Leia ouvindo| Amor de Titanic - Sabrina Lopes

Estávamos indo passar o aniversário de Lucas na casa de sua mãe. Havíamos deixado tudo pronto na noite passada: malas, documentos e aquilo que se definia como o essencial, pois iríamos ficar quatro dias fora da cidade.

Colocamos nosso cachorrinho no banco de trás do carro para viajar conosco, já que era apenas uma hora e meia de viagem. Saímos ao amanhecer com Lucas dirigindo o carro enquanto eu observava a paisagem. As nuvens bastante escura anunciava que em breve a chuva viria.

- Sabe, às vezes eu me pergunto por que você gosta tanto de ir para casa de sua mãe, sendo que, à maioria dos seus familiares te desprezam por você ser gay. - Começo uma conversa que eu sabia que incomodava ele, mas também me incomodava, pois o modo que ele e até mesmo eu, éramos tratados por todos os familiares deles deixava a casa de sua mãe à desejar.

- Não começa com esse assunto Leonam, por favor. - Lucas pede já fechando à cara e aumentando o volume do som, sinal de que eu havia tocado em um local onde eu sabia que doía no mesmo.

- É sempre à mesma coisa, quando começo à falar sobre seus parentes você fecha sua cara, nunca escuta as verdades que eu digo, ou se finge, você sabe que eles só querem te fazer mal e você continua indo lá. - Quando percebo por mim já havia falado mais do que eu deveria.

- Eu não fico me metendo em sua vida familiar Leonam, não falo de absolutamente nenhum parente seu já para evitar esses tipos de conversa, aí vem você e joga essas coisas que sabe que me abala na minha cara. Então por favor só te peço que fique na sua, e deixa minha vida com minha família que eu resolvo, mal pegamos a estrada e você vem querendo caçar confusão comigo. - Quando menos percebo já estávamos com os ânimos alterados, ele já andava mais rápido com o carro cortando aquela chuva que ia caindo na pista.

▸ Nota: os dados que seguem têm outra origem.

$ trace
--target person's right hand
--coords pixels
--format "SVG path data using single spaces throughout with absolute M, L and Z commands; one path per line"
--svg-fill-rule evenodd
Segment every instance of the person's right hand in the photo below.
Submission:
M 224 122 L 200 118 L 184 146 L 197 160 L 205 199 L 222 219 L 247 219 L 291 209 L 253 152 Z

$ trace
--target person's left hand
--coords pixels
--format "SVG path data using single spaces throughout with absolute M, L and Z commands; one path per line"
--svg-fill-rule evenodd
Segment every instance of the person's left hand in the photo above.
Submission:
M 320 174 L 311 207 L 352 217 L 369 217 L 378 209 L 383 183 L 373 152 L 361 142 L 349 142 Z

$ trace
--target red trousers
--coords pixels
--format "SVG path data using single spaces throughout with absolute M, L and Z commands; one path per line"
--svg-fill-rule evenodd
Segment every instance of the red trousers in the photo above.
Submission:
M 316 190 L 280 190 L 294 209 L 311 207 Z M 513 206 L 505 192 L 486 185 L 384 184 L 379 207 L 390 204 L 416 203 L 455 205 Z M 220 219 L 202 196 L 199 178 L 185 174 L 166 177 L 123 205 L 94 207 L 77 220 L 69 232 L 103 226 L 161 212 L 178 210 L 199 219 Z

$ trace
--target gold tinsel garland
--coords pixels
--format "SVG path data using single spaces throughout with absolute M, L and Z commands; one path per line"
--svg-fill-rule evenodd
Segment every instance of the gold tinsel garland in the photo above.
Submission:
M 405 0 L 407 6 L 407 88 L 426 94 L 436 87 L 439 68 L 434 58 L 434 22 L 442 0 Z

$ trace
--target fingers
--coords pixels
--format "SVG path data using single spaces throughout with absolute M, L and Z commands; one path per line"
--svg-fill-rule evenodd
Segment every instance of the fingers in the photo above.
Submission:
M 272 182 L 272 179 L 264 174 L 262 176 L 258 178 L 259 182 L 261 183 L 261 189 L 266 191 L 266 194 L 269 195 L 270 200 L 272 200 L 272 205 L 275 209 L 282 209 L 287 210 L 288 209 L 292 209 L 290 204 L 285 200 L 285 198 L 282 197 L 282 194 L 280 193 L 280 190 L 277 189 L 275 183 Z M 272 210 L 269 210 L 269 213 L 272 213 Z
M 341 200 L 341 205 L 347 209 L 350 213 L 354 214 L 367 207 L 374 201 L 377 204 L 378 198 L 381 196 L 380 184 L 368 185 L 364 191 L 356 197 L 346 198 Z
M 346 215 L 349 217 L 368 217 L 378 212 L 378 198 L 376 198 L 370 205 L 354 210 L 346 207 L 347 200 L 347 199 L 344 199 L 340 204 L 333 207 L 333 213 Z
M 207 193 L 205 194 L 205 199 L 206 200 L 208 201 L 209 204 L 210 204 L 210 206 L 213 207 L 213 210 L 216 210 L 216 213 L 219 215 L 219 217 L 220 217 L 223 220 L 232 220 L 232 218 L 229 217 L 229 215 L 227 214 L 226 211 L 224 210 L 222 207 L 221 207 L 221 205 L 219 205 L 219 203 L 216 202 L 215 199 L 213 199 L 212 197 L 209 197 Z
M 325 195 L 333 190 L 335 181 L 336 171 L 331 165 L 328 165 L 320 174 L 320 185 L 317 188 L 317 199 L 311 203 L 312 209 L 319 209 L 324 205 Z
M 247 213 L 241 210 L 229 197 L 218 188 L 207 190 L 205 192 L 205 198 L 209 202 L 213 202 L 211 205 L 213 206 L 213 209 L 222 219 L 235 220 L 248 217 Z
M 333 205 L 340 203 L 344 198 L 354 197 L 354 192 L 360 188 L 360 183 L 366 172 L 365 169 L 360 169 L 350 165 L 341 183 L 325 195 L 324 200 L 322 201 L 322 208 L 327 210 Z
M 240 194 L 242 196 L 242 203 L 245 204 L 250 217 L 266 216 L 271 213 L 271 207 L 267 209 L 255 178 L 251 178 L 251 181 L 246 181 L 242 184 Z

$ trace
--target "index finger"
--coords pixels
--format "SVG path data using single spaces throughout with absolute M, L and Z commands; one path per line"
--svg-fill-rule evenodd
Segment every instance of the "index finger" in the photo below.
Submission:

- Ok, eu vou ficar na minha por agora, mas se eu escutar algo que eu não goste, alguma piadinha que seja, eu não vou deixar barato para ninguém não viu? Não sou nem obrigado. - Falo por fim virando para a janela ouvindo Lucas bufar de raiva.

- Mas que saco, por que você não fica quieto e deixa a viagem seguir, pelo menos no meu aniversário?

Foi tudo muito rápido. O barulho da buzina, o carro rolando a estrada, o precipício, a água escorrendo pelo lado de fora. Me recordo do último verso da música que tocava na rádio, enquanto minha visão ia ficando turva.

"Esse amor é semelhante ao Titanic, enquanto eu me afundo eu vou deixando você livre"

Lucas havia morrido na hora do acidente. E o que ficou foi apenas eu acabado por dentro e por fora, um carro com a lataria toda deformada. Nossa cachorrinha não havia resistido ao acidente, e o pior de tudo foi não ter me despedido dele da forma que deveria ser. Ele morreu e estávamos brigados. Tudo por minha culpa.

Acordo assustado, minha respiração estava acelerada e lágrimas escorriam com uma forte intensidade pelos meus olhos. Lá fora chovia novamente, era exatamente 02:30 AM.